Measure 3 would fill that gap, according to its supporters.

Detractors say the measure is not only unnecessary but potentially opens the door for many religious behaviors that aren't necessarily positive.

"It appears to my group that this is a solution looking for a problem," said Tom Fiebiger, chair of the North Dakotans Against Measure 3. "It will clog the courts. It will raise all kinds of ways for people to define their own extreme religious views, to the detriment of the majority."

Fiebiger is a Fargo attorney who works on labor, employment and civil rights cases.

He believes the law could allow people to challenge domestic abuse laws or even traffic tickets based on religious beliefs.

For example, someone who goes to church and gets a parking ticket could challenge the ticket because it places a "burden" on his or her religious liberty, Fiebiger said.
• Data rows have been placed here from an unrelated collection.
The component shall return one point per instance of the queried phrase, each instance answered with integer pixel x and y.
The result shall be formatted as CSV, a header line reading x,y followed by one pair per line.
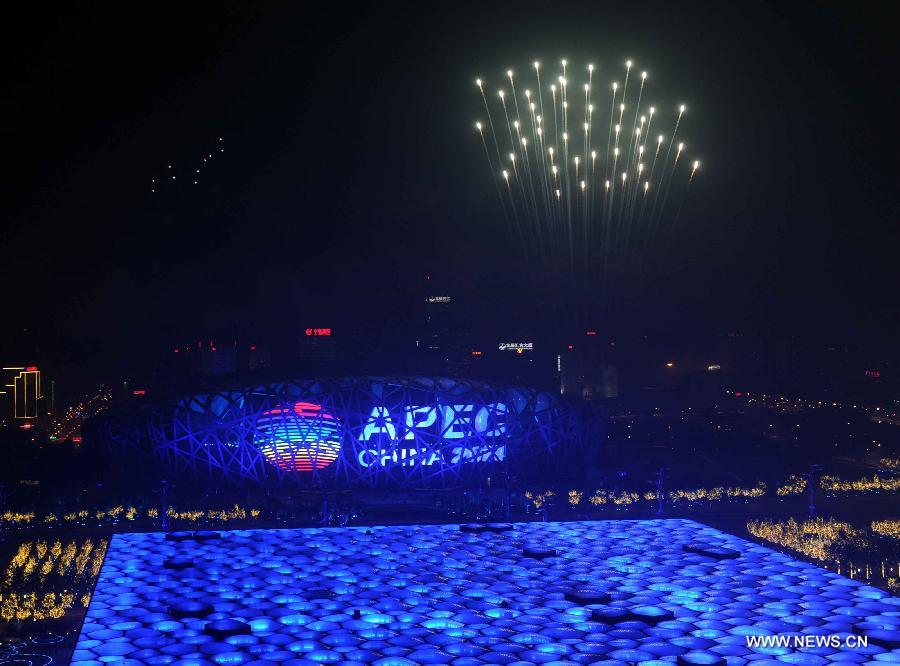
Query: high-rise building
x,y
22,388
318,347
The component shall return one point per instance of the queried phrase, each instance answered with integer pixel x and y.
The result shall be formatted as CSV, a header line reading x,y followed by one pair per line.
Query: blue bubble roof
x,y
611,592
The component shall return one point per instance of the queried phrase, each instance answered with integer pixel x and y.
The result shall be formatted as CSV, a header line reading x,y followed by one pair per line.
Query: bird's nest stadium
x,y
348,432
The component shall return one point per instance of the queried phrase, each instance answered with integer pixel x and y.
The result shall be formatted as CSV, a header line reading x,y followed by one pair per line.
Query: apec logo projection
x,y
433,435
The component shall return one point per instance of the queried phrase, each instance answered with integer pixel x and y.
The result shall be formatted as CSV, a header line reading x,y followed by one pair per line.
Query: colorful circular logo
x,y
301,437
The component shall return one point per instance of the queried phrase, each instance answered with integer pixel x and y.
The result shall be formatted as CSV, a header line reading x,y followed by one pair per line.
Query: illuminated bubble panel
x,y
617,592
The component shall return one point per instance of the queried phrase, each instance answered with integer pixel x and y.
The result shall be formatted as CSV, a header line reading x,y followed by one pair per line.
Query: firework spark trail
x,y
662,175
551,175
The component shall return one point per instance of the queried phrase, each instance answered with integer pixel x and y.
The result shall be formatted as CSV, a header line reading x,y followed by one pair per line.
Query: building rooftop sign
x,y
516,346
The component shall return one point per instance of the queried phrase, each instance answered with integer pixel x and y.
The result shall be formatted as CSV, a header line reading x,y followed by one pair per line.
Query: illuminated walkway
x,y
661,591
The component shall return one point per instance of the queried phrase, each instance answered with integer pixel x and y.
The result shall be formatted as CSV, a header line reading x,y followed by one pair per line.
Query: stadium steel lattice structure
x,y
346,432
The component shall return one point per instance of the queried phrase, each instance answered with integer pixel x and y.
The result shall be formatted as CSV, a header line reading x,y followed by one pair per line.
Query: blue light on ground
x,y
616,592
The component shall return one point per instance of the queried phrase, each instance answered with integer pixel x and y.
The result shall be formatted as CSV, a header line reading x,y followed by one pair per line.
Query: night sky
x,y
351,170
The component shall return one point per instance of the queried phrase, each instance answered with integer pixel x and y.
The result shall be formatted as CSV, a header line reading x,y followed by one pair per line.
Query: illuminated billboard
x,y
351,431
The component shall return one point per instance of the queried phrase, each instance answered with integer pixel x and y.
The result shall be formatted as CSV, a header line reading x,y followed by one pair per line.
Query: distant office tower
x,y
23,385
318,346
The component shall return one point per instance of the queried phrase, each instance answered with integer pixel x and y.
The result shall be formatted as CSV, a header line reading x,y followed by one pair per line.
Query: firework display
x,y
585,172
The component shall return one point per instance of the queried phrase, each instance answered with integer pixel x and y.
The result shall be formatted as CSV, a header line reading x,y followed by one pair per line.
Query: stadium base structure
x,y
350,432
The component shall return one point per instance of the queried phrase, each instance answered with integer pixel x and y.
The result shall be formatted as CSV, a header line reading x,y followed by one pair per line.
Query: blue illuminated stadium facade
x,y
360,431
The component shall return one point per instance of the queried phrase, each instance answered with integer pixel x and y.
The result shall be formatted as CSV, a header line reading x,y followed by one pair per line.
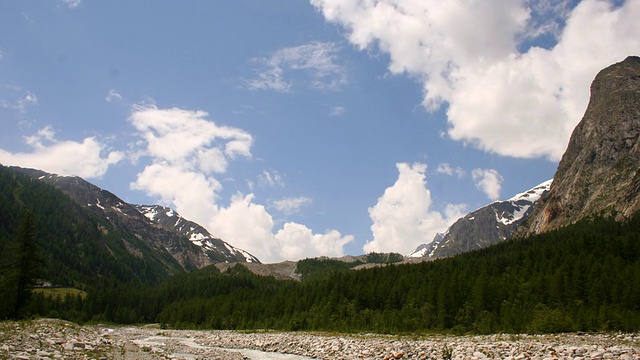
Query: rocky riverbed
x,y
56,339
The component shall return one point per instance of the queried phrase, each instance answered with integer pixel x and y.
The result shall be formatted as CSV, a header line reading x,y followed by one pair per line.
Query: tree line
x,y
585,277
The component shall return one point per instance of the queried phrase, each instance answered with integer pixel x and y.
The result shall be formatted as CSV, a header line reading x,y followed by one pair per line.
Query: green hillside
x,y
585,277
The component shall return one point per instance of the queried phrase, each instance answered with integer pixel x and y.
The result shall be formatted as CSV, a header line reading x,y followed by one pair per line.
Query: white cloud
x,y
270,178
504,96
291,205
187,152
488,181
447,169
186,137
87,159
316,61
403,218
337,111
297,241
72,3
20,104
249,226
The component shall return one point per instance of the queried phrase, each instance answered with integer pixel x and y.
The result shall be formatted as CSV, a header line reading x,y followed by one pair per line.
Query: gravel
x,y
57,339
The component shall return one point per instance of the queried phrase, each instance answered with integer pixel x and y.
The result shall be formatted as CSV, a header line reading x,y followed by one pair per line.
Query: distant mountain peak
x,y
168,218
599,173
161,227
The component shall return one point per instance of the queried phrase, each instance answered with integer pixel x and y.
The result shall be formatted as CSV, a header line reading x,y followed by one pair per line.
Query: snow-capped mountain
x,y
166,232
214,247
486,226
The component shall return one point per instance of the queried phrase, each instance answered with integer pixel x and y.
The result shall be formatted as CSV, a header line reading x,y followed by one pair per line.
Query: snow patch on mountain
x,y
486,226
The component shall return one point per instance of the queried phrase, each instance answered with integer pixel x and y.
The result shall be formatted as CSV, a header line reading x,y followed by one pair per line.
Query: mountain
x,y
215,248
599,173
166,233
484,227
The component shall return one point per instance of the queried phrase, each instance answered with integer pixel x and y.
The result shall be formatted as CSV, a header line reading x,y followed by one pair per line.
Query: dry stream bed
x,y
57,339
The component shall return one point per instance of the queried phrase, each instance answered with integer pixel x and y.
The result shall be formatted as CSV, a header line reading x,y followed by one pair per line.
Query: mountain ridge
x,y
599,173
486,226
160,236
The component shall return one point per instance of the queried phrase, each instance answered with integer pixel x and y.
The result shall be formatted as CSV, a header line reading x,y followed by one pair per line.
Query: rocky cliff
x,y
599,173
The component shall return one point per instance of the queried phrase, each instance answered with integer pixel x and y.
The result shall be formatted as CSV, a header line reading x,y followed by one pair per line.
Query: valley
x,y
56,339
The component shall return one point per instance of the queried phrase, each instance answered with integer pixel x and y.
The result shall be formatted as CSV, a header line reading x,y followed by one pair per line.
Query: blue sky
x,y
294,129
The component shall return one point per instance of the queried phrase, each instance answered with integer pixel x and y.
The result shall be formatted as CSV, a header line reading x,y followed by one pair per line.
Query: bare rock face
x,y
599,173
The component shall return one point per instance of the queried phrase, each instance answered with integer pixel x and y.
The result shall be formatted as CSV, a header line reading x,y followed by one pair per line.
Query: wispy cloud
x,y
113,96
503,94
312,65
18,99
270,178
72,3
447,169
291,205
488,181
89,158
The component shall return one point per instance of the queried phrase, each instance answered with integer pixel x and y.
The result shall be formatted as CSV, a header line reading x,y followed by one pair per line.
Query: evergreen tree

Or a man could claim he has the right to physically "discipline" his wife and children based on a religious text.

"An employer who believes pregnancy out of marriage is a sin could claim that this amendment authorizes them to fire a pregnant, unmarried employee," Fiebiger said.

Other areas of concern might include child marriage, female genital mutilation, polygamy, honor killings or animal sacrifice -- all practices considered religious by various groups.

"We don't know how it will be used. We're concerned that it will be used to the detriment of people who are vulnerable," Fiebiger said. "I think it would have unintended consequences. It puts the individual ahead of the rights of all North Dakotans."

Tom Freier, executive director of the North Dakota Family Alliance, which supports Measure 3, disagreed.

"Those things are all covered under current law," Freier said, noting current laws would still be in place if the measure passes. "... this doesn't give anyone a license to do something that is currently considered against the law."